Interestingly, we also observed a delayed increase in the proportion of GluA1/2 AMPARs following sAPPα treatment, at both the somatic and dendritic cell-surface primarily at synaptic sites. These receptors were likely derived from pre-existing pools as they were not tagged in the FUNCAT-PLA assays. Previous work has shown that chronic overexpression of APP in vitro upregulates cell-surface GluA2 expression (Lee et al., 2010), indicating that APP, and likely sAPPα, may regulate the persistence of synaptic plasticity through the long-term expression of GluA2-containing AMPARs. As their increase occurs at a timepoint at which both de novo GluA1 and extant GluA2/3 are internalized, this would result in a switch to synapses expressing GluA1/2 CI-AMPARs (Shi et al., 2001; Bellone and Lüscher, 2005; Sutton et al., 2006; Mameli et al., 2007), as observed during reconsolidation of memories (MacDougall and Fine, 2013). As we have shown that sAPPα enhances Arc expression and that internalization of de novo GluA1 is Arc dependent, Arc expression likely facilitates the addition of synaptic GluA1/2-containing AMPARs (McCormack et al., 2006; Hong et al., 2013). Indeed, previously knockdown of Arc has been shown to increase cell-surface GluA1- but not GluA2-containing AMPARs (Shepherd et al., 2006), while overexpression of Arc protein significantly decreases CP-AMPAR–associated rectification in neurons (DaSilva et al., 2016), a mechanism which may permit addition of CI-AMPARs. Recently, increased Arc expression has been shown to protect neurons against CP-AMPAR–mediated oxyhemoglobin excitotoxicity (Chen et al., 2020), via endocytosis of these AMPARs. While reduced phosphorylation of GluA1_S845 may also contribute to internalization (Man et al., 2007; Lussier et al., 2015), our observations support a role for Arc-dependent endocytosis in the regulation of de novo CP-AMPARs.

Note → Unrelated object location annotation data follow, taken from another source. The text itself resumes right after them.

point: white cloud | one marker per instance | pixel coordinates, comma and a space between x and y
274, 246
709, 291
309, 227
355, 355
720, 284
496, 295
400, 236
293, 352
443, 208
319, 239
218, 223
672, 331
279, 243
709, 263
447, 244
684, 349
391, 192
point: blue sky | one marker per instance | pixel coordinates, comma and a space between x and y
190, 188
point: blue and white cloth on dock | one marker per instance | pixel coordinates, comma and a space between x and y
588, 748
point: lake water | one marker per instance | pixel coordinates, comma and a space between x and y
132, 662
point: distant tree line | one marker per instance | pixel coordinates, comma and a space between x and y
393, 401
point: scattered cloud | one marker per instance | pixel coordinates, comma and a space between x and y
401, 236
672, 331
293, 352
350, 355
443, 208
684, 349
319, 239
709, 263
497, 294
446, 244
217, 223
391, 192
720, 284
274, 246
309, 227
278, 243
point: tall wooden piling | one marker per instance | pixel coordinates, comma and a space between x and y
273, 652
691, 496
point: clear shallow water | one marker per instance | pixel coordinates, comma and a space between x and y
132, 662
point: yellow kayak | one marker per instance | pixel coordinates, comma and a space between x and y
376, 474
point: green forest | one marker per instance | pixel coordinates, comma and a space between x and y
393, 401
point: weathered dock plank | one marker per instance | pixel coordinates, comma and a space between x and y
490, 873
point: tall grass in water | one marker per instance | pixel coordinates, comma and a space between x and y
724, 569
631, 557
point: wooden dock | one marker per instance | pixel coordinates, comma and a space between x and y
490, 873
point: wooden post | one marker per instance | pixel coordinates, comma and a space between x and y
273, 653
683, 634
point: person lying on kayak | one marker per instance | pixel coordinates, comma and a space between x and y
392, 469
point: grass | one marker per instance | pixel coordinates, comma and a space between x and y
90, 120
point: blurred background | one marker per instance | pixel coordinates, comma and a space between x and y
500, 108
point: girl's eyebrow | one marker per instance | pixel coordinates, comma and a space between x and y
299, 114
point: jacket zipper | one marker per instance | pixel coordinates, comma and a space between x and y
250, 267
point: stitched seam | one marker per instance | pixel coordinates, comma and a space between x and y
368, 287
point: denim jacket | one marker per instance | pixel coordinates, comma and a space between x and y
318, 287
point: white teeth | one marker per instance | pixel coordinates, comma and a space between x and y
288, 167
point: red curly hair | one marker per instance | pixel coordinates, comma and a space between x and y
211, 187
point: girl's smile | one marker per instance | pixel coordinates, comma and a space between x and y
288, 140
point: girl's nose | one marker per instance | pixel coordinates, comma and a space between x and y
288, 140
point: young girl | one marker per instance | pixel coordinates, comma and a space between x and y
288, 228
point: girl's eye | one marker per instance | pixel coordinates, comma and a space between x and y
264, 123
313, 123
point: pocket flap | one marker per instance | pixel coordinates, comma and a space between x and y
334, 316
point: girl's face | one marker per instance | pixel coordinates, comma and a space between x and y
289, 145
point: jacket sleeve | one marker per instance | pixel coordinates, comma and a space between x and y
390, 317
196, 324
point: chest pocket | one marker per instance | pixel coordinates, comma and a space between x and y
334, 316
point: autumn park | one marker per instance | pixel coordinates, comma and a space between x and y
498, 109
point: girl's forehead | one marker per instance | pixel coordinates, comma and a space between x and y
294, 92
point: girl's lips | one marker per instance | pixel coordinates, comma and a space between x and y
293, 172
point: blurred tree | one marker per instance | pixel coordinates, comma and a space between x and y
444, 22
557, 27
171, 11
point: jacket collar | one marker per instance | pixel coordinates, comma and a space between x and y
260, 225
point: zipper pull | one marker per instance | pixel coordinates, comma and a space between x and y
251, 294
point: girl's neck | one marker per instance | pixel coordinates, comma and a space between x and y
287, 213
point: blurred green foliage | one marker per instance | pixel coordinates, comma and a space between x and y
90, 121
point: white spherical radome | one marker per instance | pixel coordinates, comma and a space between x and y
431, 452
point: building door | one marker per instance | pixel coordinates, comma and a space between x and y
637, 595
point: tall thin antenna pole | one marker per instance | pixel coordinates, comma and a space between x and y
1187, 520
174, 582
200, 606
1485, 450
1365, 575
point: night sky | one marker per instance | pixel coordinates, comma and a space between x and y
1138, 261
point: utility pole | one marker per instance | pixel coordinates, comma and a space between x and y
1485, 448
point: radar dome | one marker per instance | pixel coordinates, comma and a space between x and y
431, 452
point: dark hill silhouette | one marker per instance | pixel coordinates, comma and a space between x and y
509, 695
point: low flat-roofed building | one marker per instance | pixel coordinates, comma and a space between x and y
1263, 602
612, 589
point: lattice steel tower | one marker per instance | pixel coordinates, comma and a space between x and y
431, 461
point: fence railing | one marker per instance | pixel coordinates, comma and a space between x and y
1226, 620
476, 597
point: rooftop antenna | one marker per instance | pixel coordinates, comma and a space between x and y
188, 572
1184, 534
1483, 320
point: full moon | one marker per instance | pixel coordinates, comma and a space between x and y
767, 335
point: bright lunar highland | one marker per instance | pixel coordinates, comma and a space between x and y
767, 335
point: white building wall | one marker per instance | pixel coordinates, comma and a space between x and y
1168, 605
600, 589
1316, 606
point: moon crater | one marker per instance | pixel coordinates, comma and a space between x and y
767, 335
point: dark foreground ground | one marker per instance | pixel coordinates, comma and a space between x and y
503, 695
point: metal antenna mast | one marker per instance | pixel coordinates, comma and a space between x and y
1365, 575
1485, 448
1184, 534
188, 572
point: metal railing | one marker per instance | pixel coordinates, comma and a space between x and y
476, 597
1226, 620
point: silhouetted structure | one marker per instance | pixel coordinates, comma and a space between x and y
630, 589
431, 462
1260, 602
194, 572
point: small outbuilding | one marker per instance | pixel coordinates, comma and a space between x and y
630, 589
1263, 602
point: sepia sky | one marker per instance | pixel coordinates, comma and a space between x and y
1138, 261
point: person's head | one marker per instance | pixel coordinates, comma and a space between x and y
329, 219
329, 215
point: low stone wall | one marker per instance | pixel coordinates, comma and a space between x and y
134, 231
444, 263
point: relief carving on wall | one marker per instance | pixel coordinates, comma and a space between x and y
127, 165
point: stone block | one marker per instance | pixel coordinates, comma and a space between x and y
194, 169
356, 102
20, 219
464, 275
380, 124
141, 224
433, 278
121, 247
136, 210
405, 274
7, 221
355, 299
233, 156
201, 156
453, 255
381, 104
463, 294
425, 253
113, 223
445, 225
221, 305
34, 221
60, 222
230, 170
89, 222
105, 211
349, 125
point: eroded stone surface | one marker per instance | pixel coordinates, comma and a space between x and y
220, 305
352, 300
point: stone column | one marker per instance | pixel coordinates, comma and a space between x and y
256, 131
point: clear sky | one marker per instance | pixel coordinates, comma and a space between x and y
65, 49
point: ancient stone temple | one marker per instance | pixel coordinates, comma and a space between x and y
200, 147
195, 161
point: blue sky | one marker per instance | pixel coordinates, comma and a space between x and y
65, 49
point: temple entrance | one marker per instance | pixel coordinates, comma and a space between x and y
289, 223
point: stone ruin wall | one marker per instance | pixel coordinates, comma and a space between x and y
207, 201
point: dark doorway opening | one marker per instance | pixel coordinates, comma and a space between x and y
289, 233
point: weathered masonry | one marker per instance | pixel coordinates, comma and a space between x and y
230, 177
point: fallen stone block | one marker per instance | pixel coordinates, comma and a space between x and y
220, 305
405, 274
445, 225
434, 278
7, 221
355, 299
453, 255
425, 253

Of note, sAPPα has been previously shown to enhance LTP and plasticity-related protein synthesis via a mechanism involving α7nAChRs (Richter et al., 2018; Livingstone et al., 2019) in that antagonism of α7nAChRs during the priming phase, but not during the induction of LTP, impairs the expression of sAPPα-enhanced LTP (Richter et al., 2018). Our current work suggests that this occurs by promoting the synthesis and trafficking of CP-AMPARs. Indeed, activation of postsynaptic α7nAChRs by acute nicotine treatment promotes the rapid trafficking of CP-AMPARs (Lozada et al., 2012; Halff et al., 2014; Tang et al., 2015), while chronic α7nAChR activation enhances the cell-surface expression of GluA1/2 AMPARs (Duan et al., 2015).